BigQuerySource

Polling connector for BigQuery tables - incremental reads via a cursor field, GCP service-account auth.

BigQuerySource reads from a BigQuery table incrementally, tracking a cursor field and fetching new rows on each poll.

Use case

Event tables already landed in BigQuery (e.g. via Cloud Pub/Sub → BQ subscription)
Slow-moving dimensional data in BigQuery used for SCD-style temporal joins
Cross-cloud setups where the system of record is on GCP

Example

from thyme import Secret
from thyme.connectors import BigQuerySource, source

@source(
    BigQuerySource(
        dataset_id="analytics",
        table="orders",
        credentials_json=Secret(env="GCP_SA_JSON"),
    ),
    cursor="timestamp", every="5m", max_lateness="1h",
)
@dataset(index=True)
class Order:
    user_id:   Field[str]      = field(key=True)
    amount:    Field[float]    = field()
    timestamp: Field[datetime] = field(timestamp=True)

Parameters

Parameter	Required	Default / env var	Description
`dataset_id`	Yes	-	BigQuery dataset ID
`table`	Yes	-	Table name
`project_id`	No	`THYME_BIGQUERY_PROJECT_ID`	GCP project ID
`credentials_json`	No (`Secret`-capable)	`THYME_BIGQUERY_CREDENTIALS_JSON`	Service-account JSON (uses ADC if empty)

Authentication

Two options:

Application Default Credentials (ADC) - leave credentials_json empty and rely on the engine pod's GCP identity (Workload Identity, GCE metadata, etc.).

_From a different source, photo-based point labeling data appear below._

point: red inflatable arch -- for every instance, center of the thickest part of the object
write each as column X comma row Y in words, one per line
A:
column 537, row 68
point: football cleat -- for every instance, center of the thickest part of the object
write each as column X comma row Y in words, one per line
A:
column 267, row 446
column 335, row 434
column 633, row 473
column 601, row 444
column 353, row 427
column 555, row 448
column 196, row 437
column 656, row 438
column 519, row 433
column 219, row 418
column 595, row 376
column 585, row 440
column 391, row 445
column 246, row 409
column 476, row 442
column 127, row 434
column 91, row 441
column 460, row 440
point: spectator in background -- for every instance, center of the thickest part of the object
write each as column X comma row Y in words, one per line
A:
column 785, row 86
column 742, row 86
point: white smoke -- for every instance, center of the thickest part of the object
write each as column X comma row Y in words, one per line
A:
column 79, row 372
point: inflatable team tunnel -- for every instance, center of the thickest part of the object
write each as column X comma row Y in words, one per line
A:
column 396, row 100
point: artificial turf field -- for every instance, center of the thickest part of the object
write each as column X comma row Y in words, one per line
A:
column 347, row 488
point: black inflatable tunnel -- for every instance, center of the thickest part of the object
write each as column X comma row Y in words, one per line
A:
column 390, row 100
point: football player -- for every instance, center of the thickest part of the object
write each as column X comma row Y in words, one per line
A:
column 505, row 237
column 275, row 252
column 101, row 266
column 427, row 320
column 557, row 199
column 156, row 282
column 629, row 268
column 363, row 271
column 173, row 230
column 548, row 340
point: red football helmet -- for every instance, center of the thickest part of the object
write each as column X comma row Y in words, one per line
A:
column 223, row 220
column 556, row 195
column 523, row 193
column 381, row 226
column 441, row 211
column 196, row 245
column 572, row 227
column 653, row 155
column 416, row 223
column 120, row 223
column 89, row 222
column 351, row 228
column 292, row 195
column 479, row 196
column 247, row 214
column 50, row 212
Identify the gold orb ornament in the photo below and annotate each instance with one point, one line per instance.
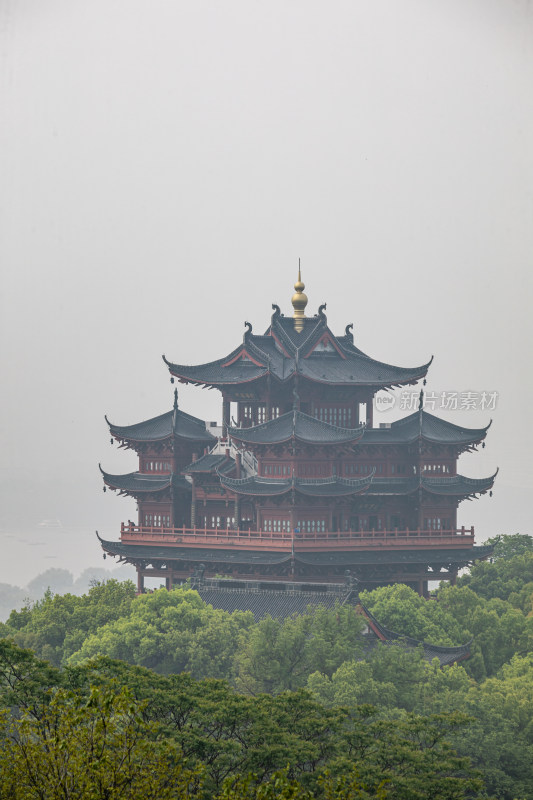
(299, 302)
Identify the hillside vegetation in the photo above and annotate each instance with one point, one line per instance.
(181, 700)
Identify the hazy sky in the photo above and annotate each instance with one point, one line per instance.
(164, 164)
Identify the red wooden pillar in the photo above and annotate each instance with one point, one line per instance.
(225, 417)
(370, 412)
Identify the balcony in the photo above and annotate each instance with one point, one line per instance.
(228, 538)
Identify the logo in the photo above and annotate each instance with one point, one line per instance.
(384, 402)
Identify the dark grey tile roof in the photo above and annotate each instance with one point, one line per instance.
(150, 551)
(211, 462)
(256, 486)
(139, 483)
(344, 365)
(396, 486)
(445, 655)
(183, 425)
(457, 556)
(435, 557)
(313, 487)
(296, 425)
(262, 603)
(433, 429)
(292, 599)
(458, 485)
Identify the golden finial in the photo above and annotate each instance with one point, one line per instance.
(299, 302)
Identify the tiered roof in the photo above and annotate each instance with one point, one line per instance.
(138, 483)
(283, 352)
(313, 487)
(174, 423)
(335, 486)
(422, 425)
(299, 426)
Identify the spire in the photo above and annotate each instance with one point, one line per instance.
(299, 302)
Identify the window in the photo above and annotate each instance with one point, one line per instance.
(334, 415)
(277, 525)
(312, 525)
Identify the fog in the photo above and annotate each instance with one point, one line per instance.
(164, 164)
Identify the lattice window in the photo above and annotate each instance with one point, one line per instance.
(334, 415)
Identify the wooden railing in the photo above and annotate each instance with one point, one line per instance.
(258, 540)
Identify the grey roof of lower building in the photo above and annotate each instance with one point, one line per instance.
(426, 426)
(446, 655)
(284, 600)
(211, 462)
(175, 422)
(139, 483)
(436, 558)
(296, 425)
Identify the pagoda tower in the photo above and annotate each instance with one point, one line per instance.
(300, 485)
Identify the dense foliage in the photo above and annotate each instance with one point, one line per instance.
(195, 702)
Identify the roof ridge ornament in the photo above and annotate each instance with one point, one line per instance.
(299, 302)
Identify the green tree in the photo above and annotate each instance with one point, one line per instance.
(57, 625)
(510, 545)
(172, 632)
(402, 610)
(280, 655)
(508, 578)
(89, 749)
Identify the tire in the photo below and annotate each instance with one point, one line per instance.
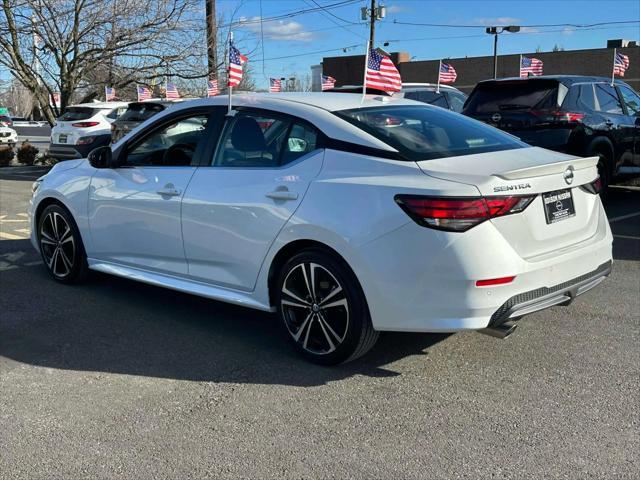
(322, 308)
(61, 246)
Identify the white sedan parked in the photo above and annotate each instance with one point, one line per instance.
(346, 217)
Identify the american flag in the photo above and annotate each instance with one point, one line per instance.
(143, 93)
(531, 66)
(620, 64)
(171, 91)
(212, 88)
(109, 93)
(275, 85)
(382, 74)
(447, 73)
(328, 82)
(236, 61)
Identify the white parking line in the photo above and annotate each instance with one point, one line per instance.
(623, 217)
(9, 236)
(628, 237)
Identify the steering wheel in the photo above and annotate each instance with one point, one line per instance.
(178, 154)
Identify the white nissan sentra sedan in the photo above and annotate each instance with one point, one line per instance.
(346, 217)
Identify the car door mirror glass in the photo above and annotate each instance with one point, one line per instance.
(100, 157)
(297, 145)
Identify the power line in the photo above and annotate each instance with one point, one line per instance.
(295, 13)
(576, 25)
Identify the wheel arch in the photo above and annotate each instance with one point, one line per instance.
(290, 249)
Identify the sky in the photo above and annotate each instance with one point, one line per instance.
(287, 41)
(289, 44)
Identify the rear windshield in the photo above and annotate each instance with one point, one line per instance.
(140, 112)
(424, 132)
(519, 95)
(78, 113)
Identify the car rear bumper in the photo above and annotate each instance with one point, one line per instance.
(63, 151)
(420, 280)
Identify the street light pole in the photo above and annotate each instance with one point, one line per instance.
(495, 31)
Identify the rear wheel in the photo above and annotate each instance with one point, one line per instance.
(322, 308)
(61, 245)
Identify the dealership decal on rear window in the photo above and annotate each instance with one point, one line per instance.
(508, 188)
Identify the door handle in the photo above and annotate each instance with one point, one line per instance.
(282, 195)
(169, 191)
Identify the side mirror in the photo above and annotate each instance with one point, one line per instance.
(297, 144)
(100, 157)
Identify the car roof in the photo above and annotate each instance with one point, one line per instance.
(315, 107)
(426, 86)
(101, 105)
(564, 79)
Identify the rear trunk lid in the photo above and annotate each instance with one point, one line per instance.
(548, 176)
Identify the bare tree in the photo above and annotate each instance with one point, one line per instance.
(76, 47)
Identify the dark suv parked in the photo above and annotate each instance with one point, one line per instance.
(579, 115)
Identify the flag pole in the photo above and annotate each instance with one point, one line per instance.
(366, 64)
(229, 72)
(520, 67)
(613, 67)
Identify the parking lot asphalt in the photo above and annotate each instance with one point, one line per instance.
(115, 379)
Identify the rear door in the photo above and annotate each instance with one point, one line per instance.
(236, 205)
(619, 126)
(631, 102)
(134, 210)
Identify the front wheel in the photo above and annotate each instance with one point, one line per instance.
(61, 245)
(323, 309)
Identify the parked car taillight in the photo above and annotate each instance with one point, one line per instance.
(558, 116)
(459, 214)
(85, 124)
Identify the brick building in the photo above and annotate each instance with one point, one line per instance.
(349, 70)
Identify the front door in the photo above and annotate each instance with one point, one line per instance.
(134, 210)
(234, 209)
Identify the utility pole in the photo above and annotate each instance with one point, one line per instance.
(212, 34)
(372, 14)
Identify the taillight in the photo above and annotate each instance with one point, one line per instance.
(85, 124)
(558, 116)
(594, 187)
(459, 214)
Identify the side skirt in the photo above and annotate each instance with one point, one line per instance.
(179, 284)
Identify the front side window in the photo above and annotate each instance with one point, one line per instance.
(631, 100)
(423, 133)
(264, 141)
(608, 99)
(173, 145)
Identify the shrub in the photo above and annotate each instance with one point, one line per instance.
(27, 153)
(6, 155)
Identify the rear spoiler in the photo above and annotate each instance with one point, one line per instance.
(549, 168)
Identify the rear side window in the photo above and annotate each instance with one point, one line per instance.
(580, 97)
(424, 133)
(518, 95)
(140, 112)
(77, 113)
(631, 99)
(608, 99)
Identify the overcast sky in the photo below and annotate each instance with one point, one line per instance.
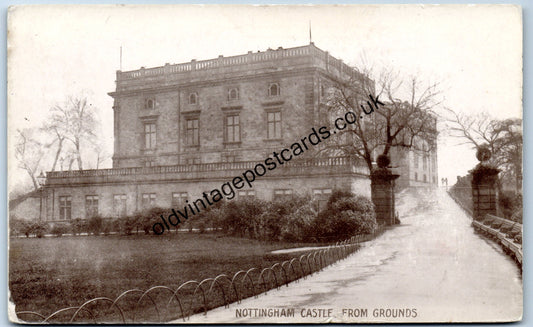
(474, 51)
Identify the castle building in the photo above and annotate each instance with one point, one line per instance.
(184, 129)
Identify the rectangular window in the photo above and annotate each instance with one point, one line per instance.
(119, 205)
(192, 161)
(281, 193)
(229, 158)
(148, 200)
(150, 163)
(65, 207)
(274, 125)
(178, 199)
(233, 130)
(91, 206)
(149, 136)
(192, 132)
(322, 196)
(246, 194)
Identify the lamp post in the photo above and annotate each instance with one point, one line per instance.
(41, 179)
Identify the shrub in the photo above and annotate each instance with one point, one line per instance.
(299, 225)
(242, 216)
(60, 229)
(78, 226)
(19, 226)
(110, 225)
(346, 215)
(37, 228)
(95, 225)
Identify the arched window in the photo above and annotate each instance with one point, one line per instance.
(149, 103)
(273, 89)
(233, 94)
(193, 98)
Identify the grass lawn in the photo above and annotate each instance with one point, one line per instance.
(47, 274)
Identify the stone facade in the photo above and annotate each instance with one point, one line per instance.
(184, 129)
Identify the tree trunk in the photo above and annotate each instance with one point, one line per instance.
(78, 156)
(58, 153)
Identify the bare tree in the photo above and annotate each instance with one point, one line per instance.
(29, 152)
(384, 121)
(56, 125)
(503, 138)
(74, 122)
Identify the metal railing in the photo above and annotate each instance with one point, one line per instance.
(205, 167)
(136, 306)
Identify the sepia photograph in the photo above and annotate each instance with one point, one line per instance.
(244, 164)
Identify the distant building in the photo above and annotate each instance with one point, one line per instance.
(184, 129)
(181, 130)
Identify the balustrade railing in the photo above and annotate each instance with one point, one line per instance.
(163, 303)
(326, 60)
(357, 166)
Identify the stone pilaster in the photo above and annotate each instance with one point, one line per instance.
(382, 183)
(484, 191)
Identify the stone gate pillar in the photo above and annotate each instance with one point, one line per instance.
(484, 186)
(382, 185)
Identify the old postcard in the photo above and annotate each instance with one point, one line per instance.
(265, 164)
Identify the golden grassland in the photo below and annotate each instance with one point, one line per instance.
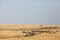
(29, 32)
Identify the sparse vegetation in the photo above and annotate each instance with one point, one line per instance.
(28, 32)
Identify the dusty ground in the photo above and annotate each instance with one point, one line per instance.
(15, 32)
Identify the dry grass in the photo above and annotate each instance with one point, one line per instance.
(29, 32)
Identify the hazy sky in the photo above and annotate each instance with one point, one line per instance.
(30, 11)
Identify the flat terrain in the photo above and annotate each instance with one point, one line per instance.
(29, 32)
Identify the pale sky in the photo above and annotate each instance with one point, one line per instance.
(29, 11)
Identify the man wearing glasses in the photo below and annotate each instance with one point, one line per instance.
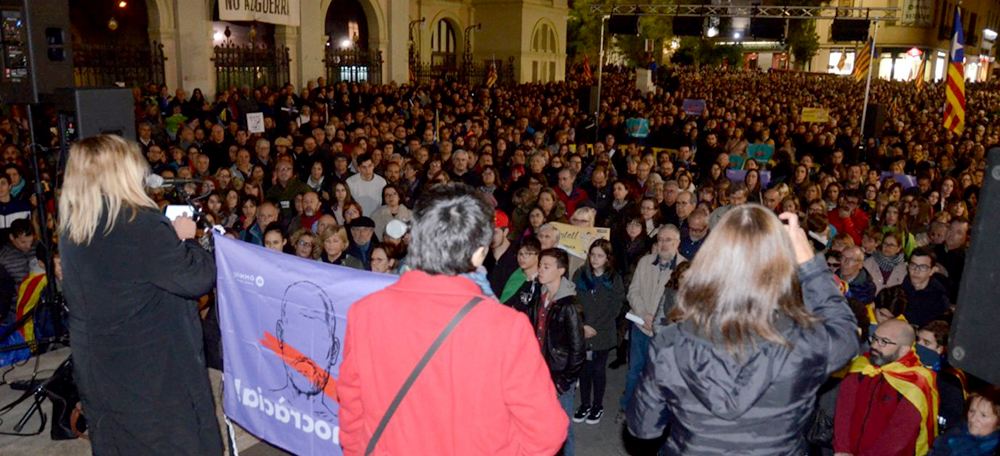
(860, 284)
(887, 404)
(928, 298)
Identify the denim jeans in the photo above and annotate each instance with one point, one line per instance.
(566, 400)
(638, 352)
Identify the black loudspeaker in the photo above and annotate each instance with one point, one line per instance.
(874, 120)
(99, 111)
(688, 26)
(850, 29)
(623, 25)
(36, 56)
(767, 28)
(588, 98)
(973, 345)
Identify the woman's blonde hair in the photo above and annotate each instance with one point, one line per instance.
(743, 278)
(103, 173)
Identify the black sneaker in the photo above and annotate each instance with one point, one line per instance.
(595, 415)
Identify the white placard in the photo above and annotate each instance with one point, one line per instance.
(255, 122)
(284, 12)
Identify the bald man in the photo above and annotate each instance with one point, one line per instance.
(874, 417)
(860, 285)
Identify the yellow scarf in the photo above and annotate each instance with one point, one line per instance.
(914, 382)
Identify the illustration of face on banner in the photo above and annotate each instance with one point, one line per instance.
(283, 321)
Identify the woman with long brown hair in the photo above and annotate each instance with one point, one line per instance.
(757, 327)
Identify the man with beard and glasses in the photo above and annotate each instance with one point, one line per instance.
(887, 404)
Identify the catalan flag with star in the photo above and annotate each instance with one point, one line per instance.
(954, 105)
(863, 61)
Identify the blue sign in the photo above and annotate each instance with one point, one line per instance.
(283, 320)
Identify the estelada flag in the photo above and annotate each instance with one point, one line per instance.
(492, 77)
(954, 105)
(913, 381)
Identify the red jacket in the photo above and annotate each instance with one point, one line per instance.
(487, 391)
(855, 225)
(873, 419)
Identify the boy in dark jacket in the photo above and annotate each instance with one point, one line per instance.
(559, 327)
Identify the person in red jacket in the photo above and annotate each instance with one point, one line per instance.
(874, 417)
(487, 390)
(847, 217)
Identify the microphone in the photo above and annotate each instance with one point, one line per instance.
(157, 181)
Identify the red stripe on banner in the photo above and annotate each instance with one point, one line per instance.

Explicit service-account JSON - pass via Secret:

BigQuerySource(
    dataset_id="analytics",
    table="orders",
    credentials_json=Secret(env="GCP_SA_JSON"),
)

The service account needs bigquery.tables.getData and bigquery.jobs.create on the dataset.

Limits

The cursor field must be monotonically non-decreasing. Use a TIMESTAMP column populated server-side (CURRENT_TIMESTAMP() at insert) when application clocks can't be trusted.
Each poll runs a parameterised SELECT … WHERE cursor > @last. BigQuery slot consumption depends on table partitioning - partition the source table on the cursor column for efficient incremental reads.